There also are interesting R&D prototypes such as Ericsson Labs’ Diamond framework, which utilizes an OpenDaylight controller and multi-vendor OpenFlow switches to deploy NFV network probes based on a monitoring intent policy. These efforts are interesting starting points, but they represent only the tip of the iceberg when it comes to the full spectrum of NPMD needs.

The current state of mainstream NPMD is far from software-defined. The typical network operations team deploys a suite of anywhere from five to 25 network monitoring tools and technologies. These include: SNMP monitoring; network performance products performing packet capture or real/synthetic transaction measurement; route analytics; and network traffic analysis tools for NetFlow, sFlow or IPFIX packets generated by switches, firewalls, and routers.

The vast majority of today’s network tools are quite traditional when compared to the cloud/virtual/container form factors and agile, programmatic interfaces of cloud and SDN. Form factor-wise, most NPMD tools are monolithic enterprise software suites, hardware appliances, or downloadable, single server software. Most are based on historical scale-up versus scale-out computing and storage assumptions. Most NPMD tools are still primarily centered around their GUIs, rather than programmatic interfaces. While many NPMD tools claim to provide APIs, for the most part they are used not to empower customer automation, but to enable inter-vendor integration or custom development services.

Breakthrough needed

The short answer is breaking down silos for agility. Programmatic accessibility isn’t just about doing things faster in isolation; it’s about breaking down walls between teams and technologies so that processes support high-quality service outcomes. Silos impede agility.

For example, there are huge, untapped veins of valuable network operations data that can better inform everything from monitoring and troubleshooting to application and service development. Today, that data is mostly thrown away due to scale-up constraints, and what is left is only accessible by a few network experts operating the product GUIs.
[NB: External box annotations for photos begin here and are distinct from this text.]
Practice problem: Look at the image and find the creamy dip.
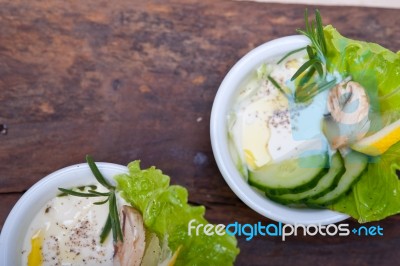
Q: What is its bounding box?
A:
[22,184,114,266]
[228,53,328,176]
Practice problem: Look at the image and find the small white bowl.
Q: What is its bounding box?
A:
[210,35,348,225]
[0,163,128,265]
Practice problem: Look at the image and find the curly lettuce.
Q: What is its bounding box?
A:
[115,161,239,266]
[324,25,400,223]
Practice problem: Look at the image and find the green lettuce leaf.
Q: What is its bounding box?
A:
[324,25,400,113]
[330,143,400,223]
[324,25,400,222]
[115,161,239,266]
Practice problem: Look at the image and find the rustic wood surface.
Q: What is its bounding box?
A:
[0,0,400,265]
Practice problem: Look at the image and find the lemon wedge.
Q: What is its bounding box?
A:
[351,120,400,156]
[28,230,43,266]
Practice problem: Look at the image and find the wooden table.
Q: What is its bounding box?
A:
[0,0,400,265]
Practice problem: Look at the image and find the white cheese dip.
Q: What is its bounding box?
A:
[22,184,114,265]
[228,53,329,177]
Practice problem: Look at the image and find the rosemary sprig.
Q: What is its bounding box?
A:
[277,47,307,65]
[291,9,336,102]
[267,75,288,97]
[58,155,123,243]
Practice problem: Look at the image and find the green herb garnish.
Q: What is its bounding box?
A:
[58,155,123,243]
[279,9,336,102]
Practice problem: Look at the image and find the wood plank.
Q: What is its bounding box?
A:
[0,0,400,265]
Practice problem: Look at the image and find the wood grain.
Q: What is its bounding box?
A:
[0,0,400,265]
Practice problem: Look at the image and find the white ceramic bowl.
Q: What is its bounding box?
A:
[210,35,348,225]
[0,163,128,266]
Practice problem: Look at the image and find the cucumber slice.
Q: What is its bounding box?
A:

An updated approach to NPMD based on cloud-scale principles brings practice in line with the ambitions of SDN. Microsoft Azure’s paper on PingMesh provides an excellent example of cloud-scale, software-defined network operations. Of course, Microsoft has software development resources that most network organizations, including most carriers, can only dream of. But that shouldn’t stop network operations teams from moving forward into DevOps and automation-oriented ways of doing business, and seeking cloud-era tools and technologies to support that orientation.